In the HEVC realm, this is especially important as the Joint Collaborative Team on Video Coding (JCT-VC) which was formed to meld elements from MPEG and the ITU-T Video Coding Experts Group (VCEG), are still evaluating modification to several current coding tools, including adaptive loop filter (ALF), extended macroblock size (EMS), larger transform size (LTS), internal bit depth increasing (IBDI) and adaptive quantization matrix selection (AQMS). New coding tools are also being considered for the new standard, including modified intra prediction, modified de-block filer and decoder-side motion vector deviation (DMVD). The toolsets provided to implement HEVC encoders can be used and modified in various ways to improve bit rate, video quality or both.
Several new features to support HEVC are also being considered. Although not fully baked at this point, they include a 2-D non-separable adaptive interpolation filter (AIF), separable AIF, directional AIF, a “supermacroblock” structure offering up to 64 × 64 with additional transforms, adaptive prediction error coding in spatial and frequency domain, competition-based scheme for motion vector selection and coding, mode-dependent KLT for intra coding, and IBDI. Table 1, on page 86, highlights the HEVC tool set and compares with H.264/AVC.

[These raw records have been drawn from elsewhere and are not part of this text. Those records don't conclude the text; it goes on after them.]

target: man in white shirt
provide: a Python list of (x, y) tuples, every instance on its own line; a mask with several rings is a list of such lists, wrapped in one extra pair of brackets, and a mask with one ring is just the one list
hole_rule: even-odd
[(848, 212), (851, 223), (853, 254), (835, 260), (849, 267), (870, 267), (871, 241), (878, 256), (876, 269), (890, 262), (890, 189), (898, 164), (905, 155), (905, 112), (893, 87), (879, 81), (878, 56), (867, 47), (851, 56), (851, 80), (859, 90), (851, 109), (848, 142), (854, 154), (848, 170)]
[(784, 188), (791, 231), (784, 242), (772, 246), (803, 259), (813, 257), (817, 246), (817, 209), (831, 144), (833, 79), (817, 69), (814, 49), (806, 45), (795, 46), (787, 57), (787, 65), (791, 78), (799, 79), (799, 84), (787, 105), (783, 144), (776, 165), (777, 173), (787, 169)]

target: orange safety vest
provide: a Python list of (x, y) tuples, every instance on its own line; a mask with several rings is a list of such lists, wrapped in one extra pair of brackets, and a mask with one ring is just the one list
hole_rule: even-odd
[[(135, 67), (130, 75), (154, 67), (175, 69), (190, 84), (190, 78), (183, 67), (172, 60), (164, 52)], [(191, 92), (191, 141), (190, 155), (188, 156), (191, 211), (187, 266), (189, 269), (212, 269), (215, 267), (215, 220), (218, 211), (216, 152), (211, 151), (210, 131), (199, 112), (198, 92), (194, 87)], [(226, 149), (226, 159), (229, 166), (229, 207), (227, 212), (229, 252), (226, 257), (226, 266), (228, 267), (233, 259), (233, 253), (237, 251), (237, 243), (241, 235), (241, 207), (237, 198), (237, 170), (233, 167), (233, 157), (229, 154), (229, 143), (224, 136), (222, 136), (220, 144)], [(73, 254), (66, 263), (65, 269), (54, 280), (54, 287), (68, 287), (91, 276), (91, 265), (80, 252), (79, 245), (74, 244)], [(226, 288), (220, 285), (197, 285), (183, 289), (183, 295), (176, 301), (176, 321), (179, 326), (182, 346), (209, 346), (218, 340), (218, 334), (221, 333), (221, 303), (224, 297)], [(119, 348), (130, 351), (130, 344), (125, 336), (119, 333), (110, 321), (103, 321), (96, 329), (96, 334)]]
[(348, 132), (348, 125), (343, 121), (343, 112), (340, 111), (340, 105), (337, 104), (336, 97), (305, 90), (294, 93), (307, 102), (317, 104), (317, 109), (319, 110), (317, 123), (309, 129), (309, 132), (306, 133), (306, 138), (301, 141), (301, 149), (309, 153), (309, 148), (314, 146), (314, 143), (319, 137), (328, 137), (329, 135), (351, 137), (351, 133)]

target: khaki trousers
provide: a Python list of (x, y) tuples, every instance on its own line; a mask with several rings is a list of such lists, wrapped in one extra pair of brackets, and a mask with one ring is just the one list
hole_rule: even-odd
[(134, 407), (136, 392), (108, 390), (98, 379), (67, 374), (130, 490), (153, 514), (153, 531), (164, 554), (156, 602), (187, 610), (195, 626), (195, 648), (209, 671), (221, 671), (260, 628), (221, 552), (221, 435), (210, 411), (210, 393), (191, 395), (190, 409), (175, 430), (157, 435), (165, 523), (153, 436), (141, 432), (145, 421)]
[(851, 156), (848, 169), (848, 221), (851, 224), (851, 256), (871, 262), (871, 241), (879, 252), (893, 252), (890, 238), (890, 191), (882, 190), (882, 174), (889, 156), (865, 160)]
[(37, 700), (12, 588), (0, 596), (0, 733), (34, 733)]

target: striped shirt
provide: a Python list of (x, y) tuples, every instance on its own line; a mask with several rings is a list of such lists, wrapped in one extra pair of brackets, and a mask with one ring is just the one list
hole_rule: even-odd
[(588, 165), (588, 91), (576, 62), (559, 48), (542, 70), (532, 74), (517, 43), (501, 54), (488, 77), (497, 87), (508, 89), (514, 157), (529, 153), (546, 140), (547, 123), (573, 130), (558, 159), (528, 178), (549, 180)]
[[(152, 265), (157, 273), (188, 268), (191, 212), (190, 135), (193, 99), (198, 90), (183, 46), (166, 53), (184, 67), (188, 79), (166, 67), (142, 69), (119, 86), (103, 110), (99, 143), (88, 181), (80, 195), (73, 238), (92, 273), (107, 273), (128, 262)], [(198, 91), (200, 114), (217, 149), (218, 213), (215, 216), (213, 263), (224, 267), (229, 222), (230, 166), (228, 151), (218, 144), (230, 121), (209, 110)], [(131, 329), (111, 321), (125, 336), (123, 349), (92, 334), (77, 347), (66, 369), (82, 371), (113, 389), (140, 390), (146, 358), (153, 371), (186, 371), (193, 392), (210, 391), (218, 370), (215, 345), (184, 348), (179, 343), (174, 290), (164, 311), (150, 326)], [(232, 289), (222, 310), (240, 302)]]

|AVC High profile ||HEVC High efficiency ||HEVC Low complexity |
|16 × 16 macroblock ||Coding unit quadtree structure (64 × 64 down to 8 × 8) |
|Partitions down to 4 × 4 ||Prediction units (64 × 64 down to 4 × 4, square intra/inter + non-square inter) |
|8 × 8 and 4 × 4 transforms ||Transforms unites (32 × 32, 16 × 16, 8 × 8, 4 × 4 intra/inter + non-square inter) |
|Intra prediction (9 directions) ||Intra prediction (17 directions for 4 × 4, 3 directions for 16 × 16, 34 directions for rest) |
|Inter prediction luma 6-tap + 2-tap to 1/4 pel ||Inter prediction luma 8-tap to 1/4 pel |
|Inter prediction chroma bi-linear interpolation ||Inter prediction chroma 4-tap to 1/8 pel |
|Motion vector prediction ||Advanced motion vector prediction (spatial + temporal) |
|CABAC or CAVLC ||CABAC (Context Adaptive Binary Arithmetic Docing) ||CAVLC (Context Adaptive Variabl Length Coding) |
|8b/sample storage and output ||10b/sample storage and output ||8b/sample storage and output |
|Deblocking filter ||Deblocking filter |
|- ||Adaptive Loop Filter (AFL) and Sample Adaptive Offset (SAO) filter ||Sample Adaptive Offset (SAO) filter |
Table 1. The toolsets provided to implement HEVC encoders can be used and modified to improve bit rate, video quality or both. Information courtesy Matthew Goldman, Ericsson, from the paper “High Efficiency Video Coding (HEVC) - The Next Generation Compression Technology,” presented at the SMPTE 2011 Technical Conference and Exhibition, Oct. 25-27, 2011.
At this point in time, only the decoder and the syntax of the MPEG stream are standardized, which means that encoding can be done in any manner using the toolsets in novel ways. From the board-level perspective, it is really only possible to implement this in FPGAs for real-time unless you can afford an 18-month design production cycle and a huge investment to make application specific integrated circuits (ASICs). Even then, this would never justify device development for the relatively lower-volume encoder market.
For designers who see the potential of using ASSPs for a portion of the encoding and functionality that is not changed from MPEG-4, FPGAs can help them meet the HEVC standard when used as co-processors to ASSPs to add more performance while differentiating the algorithms and tools being used as well as integrating the video/audio interfaces. At the same time, FPGAs allow for further pre- and post-processing to remove noise, de-interlace input video and de-embedding of audio from SDI to perform Dolby compression.
Depending on the application, the ability to trade off computational complexity, compression rate, robustness of errors and processing delay time are all elements that can only be evaluated in real-time with an FPGA-based design.
Robert Green is senior manager, broadcast marketing at Xilinx. Aaron Behman is senior manager, broadcast & consumer segment marketing at Xilinx.